This guide introduces the standard reporting structure used throughout Forecast, explaining the core financial metrics, the different data "snapshots" to compare the project’s trajectory and how calculations are made and best used.
This article covers:
- The 5 Financial Pillars
- Snapshots: The "Data Timeline" of Your Project
- Configuration: Tailoring Calculations to Your Ways of Working
- Key Takeaways
The 5 Financial Pillars
Every financial report in Forecast—whether it’s a portfolio view or a single project deep-dive—is built on five standardized metrics.
Revenue
The amount of money you expect to earn or have earned from the client.
- Revenue depends on the project budget type:
- For Time & Materials projects, Time & Materials Retainers and Fixed Hours Retainers: Revenue is calculated simply as Billable Hours × Role Rate + Price of Expenses
- For Fixed Price projects: The Total Revenue is locked to the fixed price amount, plus the price of expenses.

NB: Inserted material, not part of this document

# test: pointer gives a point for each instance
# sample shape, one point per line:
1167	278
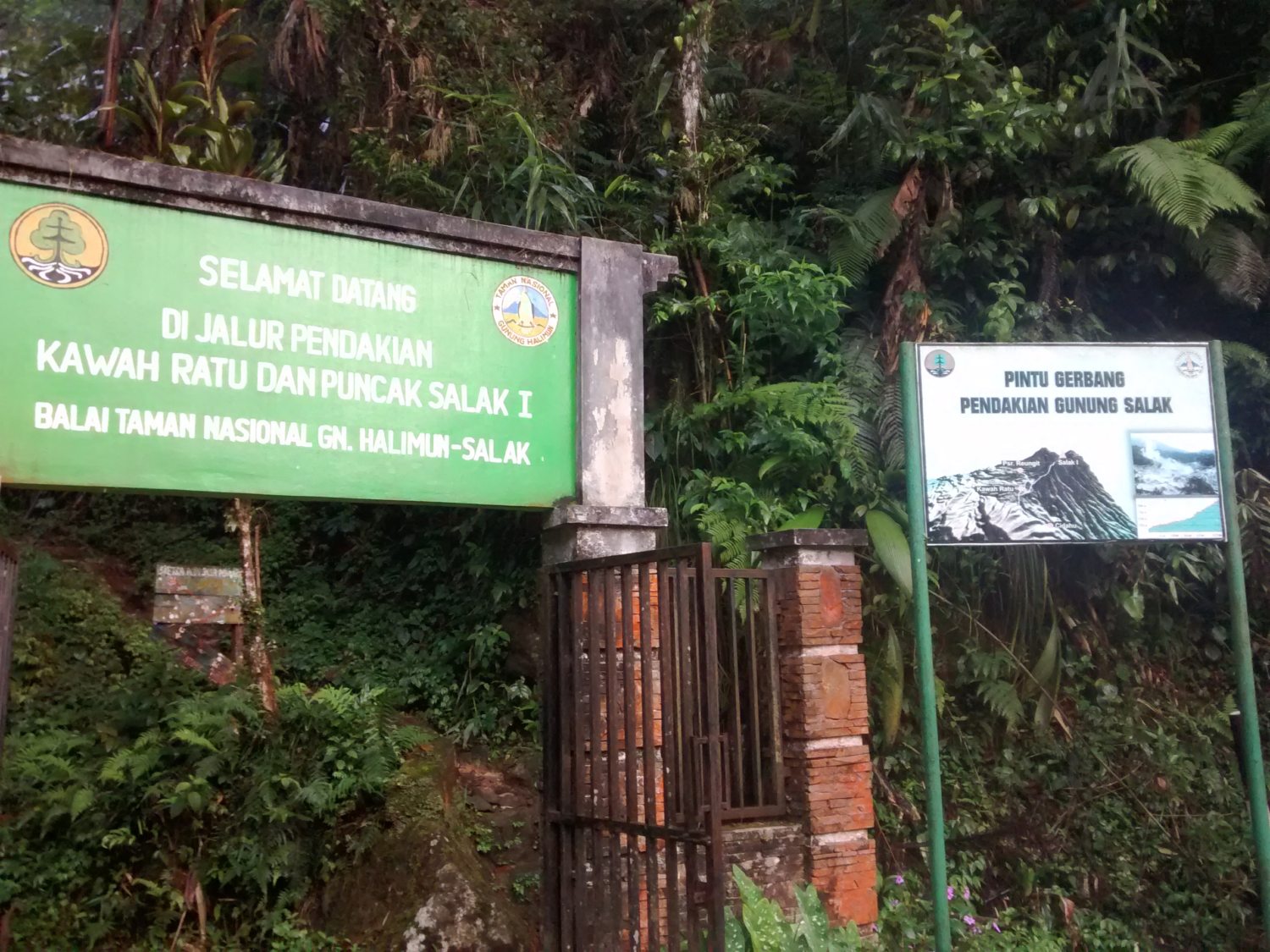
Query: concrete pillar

- Fixed Price Retainers: Revenue is tied to the total price of all retainer periods
- Manual Revenue Recognition and Revenue Locking give finance teams the ability to keep books balanced on a month-by-month basis.
- You can read more in-detail about Revenue reporting in Financial Categories: Revenue Calculations.
Cost
The internal expense incurred by your company to deliver the work.
- Formula: Hours × Internal Hourly Cost of the resource + Cost of Expenses
- If a specific user is not assigned, cost can be based on company or project team averages per role, or a flat hourly cost.
- The desired option is set in Project Settings > Financials.
Profit
The net financial gain.
- Formula: Profit = Revenue - Cost
Margin
The percentage of revenue left after subtracting costs.
- Formula: Margin = Profit / Revenue x 100
Value of Service
The "theoretical" value of all work performed, regardless of whether it is billable or billed. This field answers the question: "What would this work be worth if we billed for everything at our standard rate?"
- Total Value of Service: Reflects the value of all time and expenses (Billable + Non-Billable).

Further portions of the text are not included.